Despite its potential, relatively little work has been done exploring the use of the ED environment to promote the uptake of cancer screening. Knowledge gaps and research opportunities are wide ranging and all of the methods described above merit further investigation. Refined approaches to in-ED screening might still find success relative to prior work. The use of mHealth methods to sustain contact with ED patients is only now being explored in depth. ED-adjacent care settings, such as urgent care centers and observation units, may hold promise in promoting cancer screening. Given the essential first step of systematically identifying patients with screening needs, EHR-automated or self-administered survey methods require further exploration. Importantly, the validity of survey measures for self-report of screening is important and refinement of these measures may be needed.

While development of health system models of care is a task that extends far beyond the ED, intentional integration of the ED into the cancer screening programs of over-arching models of care has the potential to engage hard-to-reach groups into these programs. Effective approaches to linking ED patients to local screening resources, including cancer screening navigation programs, are also needed. There may be opportunities to link more established ED-based interventions (e.g., smoking cessation) with cancer screening (e.g., lung cancer screening). In all cases, cost-effectiveness of proposed interventions would need to be explored.
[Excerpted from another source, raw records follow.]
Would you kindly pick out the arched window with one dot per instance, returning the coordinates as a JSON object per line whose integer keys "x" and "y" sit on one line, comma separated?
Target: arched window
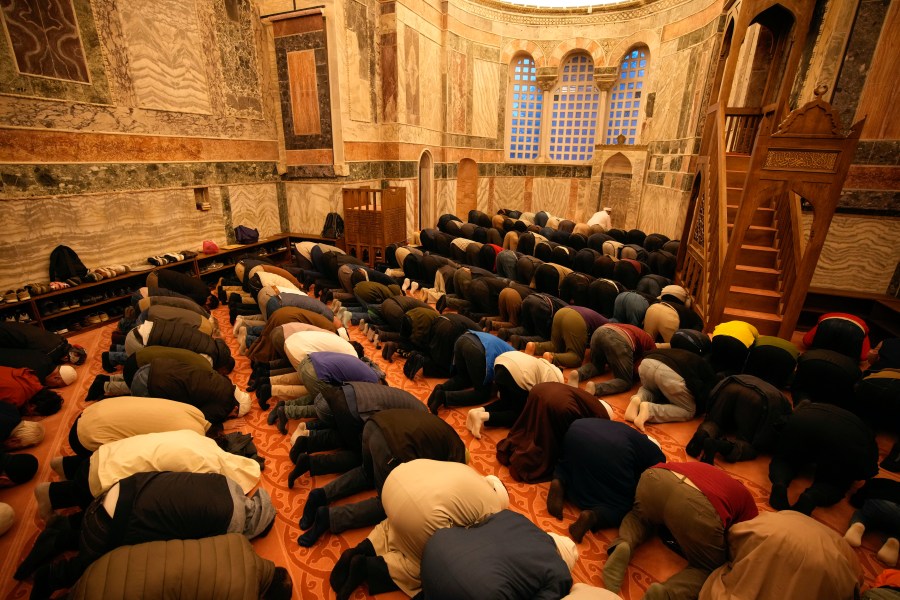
{"x": 525, "y": 109}
{"x": 627, "y": 97}
{"x": 576, "y": 106}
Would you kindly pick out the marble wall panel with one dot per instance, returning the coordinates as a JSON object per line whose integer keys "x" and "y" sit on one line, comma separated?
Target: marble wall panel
{"x": 163, "y": 43}
{"x": 457, "y": 90}
{"x": 304, "y": 92}
{"x": 486, "y": 94}
{"x": 389, "y": 77}
{"x": 847, "y": 260}
{"x": 484, "y": 201}
{"x": 309, "y": 203}
{"x": 430, "y": 85}
{"x": 445, "y": 201}
{"x": 662, "y": 211}
{"x": 45, "y": 39}
{"x": 551, "y": 194}
{"x": 234, "y": 45}
{"x": 103, "y": 229}
{"x": 255, "y": 206}
{"x": 509, "y": 192}
{"x": 410, "y": 70}
{"x": 358, "y": 53}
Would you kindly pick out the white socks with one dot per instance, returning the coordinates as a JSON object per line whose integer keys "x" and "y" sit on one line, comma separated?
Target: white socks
{"x": 475, "y": 420}
{"x": 243, "y": 399}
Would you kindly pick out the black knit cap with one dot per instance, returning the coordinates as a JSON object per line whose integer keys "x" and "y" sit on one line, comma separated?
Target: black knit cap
{"x": 18, "y": 467}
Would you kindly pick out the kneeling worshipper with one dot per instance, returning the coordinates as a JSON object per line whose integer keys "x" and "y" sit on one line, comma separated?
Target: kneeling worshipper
{"x": 419, "y": 497}
{"x": 472, "y": 377}
{"x": 192, "y": 506}
{"x": 573, "y": 327}
{"x": 731, "y": 343}
{"x": 123, "y": 417}
{"x": 675, "y": 384}
{"x": 619, "y": 346}
{"x": 181, "y": 451}
{"x": 318, "y": 372}
{"x": 534, "y": 442}
{"x": 698, "y": 503}
{"x": 191, "y": 383}
{"x": 515, "y": 373}
{"x": 753, "y": 410}
{"x": 877, "y": 505}
{"x": 15, "y": 432}
{"x": 840, "y": 332}
{"x": 342, "y": 414}
{"x": 390, "y": 438}
{"x": 23, "y": 389}
{"x": 842, "y": 448}
{"x": 598, "y": 472}
{"x": 185, "y": 569}
{"x": 785, "y": 554}
{"x": 506, "y": 556}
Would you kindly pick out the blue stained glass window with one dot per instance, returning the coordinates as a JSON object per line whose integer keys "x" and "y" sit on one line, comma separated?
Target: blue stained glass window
{"x": 525, "y": 101}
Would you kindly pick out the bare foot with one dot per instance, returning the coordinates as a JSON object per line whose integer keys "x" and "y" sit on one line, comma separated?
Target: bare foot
{"x": 633, "y": 408}
{"x": 643, "y": 415}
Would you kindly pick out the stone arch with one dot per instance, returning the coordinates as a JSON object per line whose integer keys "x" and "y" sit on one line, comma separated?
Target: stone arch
{"x": 645, "y": 37}
{"x": 522, "y": 46}
{"x": 577, "y": 44}
{"x": 466, "y": 187}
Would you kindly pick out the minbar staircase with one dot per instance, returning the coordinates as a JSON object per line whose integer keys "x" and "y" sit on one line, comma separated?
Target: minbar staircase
{"x": 755, "y": 292}
{"x": 744, "y": 254}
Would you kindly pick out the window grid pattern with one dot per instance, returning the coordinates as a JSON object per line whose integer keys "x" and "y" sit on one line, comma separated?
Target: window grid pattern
{"x": 526, "y": 107}
{"x": 576, "y": 106}
{"x": 626, "y": 97}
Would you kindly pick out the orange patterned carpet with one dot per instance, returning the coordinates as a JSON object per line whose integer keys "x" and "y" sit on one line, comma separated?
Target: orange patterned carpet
{"x": 310, "y": 567}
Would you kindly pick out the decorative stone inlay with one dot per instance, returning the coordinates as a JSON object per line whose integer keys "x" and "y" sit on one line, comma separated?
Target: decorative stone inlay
{"x": 796, "y": 160}
{"x": 509, "y": 13}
Another important knowledge gap is how to best engage sexual and gender minorities in ED-based cancer screening. Sexual and gender minority persons, including non-binary and transgender persons, experience significant healthcare disparities [91] and are at increased risk for some cancers [92]. Cancer screening may pose a particular challenge among these groups as identifying individual screening needs relies in part on data sources that may fail to identify them accurately [93]. Cancer screening (e.g., cervical cancer) should be based on anatomy; however, healthcare providers often lack knowledge and effective communication skills related to transgender and other sexual and gender minority patients’ health [94]. Engaging these groups in cancer screening research is essential to addressing disparities and improving their care.

Conclusion

Millions of patients in need of recommended cancer screenings are cared for in emergency departments every year in the USA, many of whom experience barriers to care and are difficult to reach through other healthcare settings. This makes the ED setting uniquely positioned to address disparities in cancer screening uptake and contribute to progress towards national cancer screening goals. To be effective, interventions that aim to achieve this purpose must identify patients with screening needs, engage with patients regarding their knowledge and beliefs about screening, and provide an effective method to conduct or connect patients with screening procedures and subsequent follow-up. Overall, there has been a paucity of research on interventions to improve cancer screening uptake among ED patients. However, a number of approaches have been explored in early stages and some promising avenues are actively under investigation.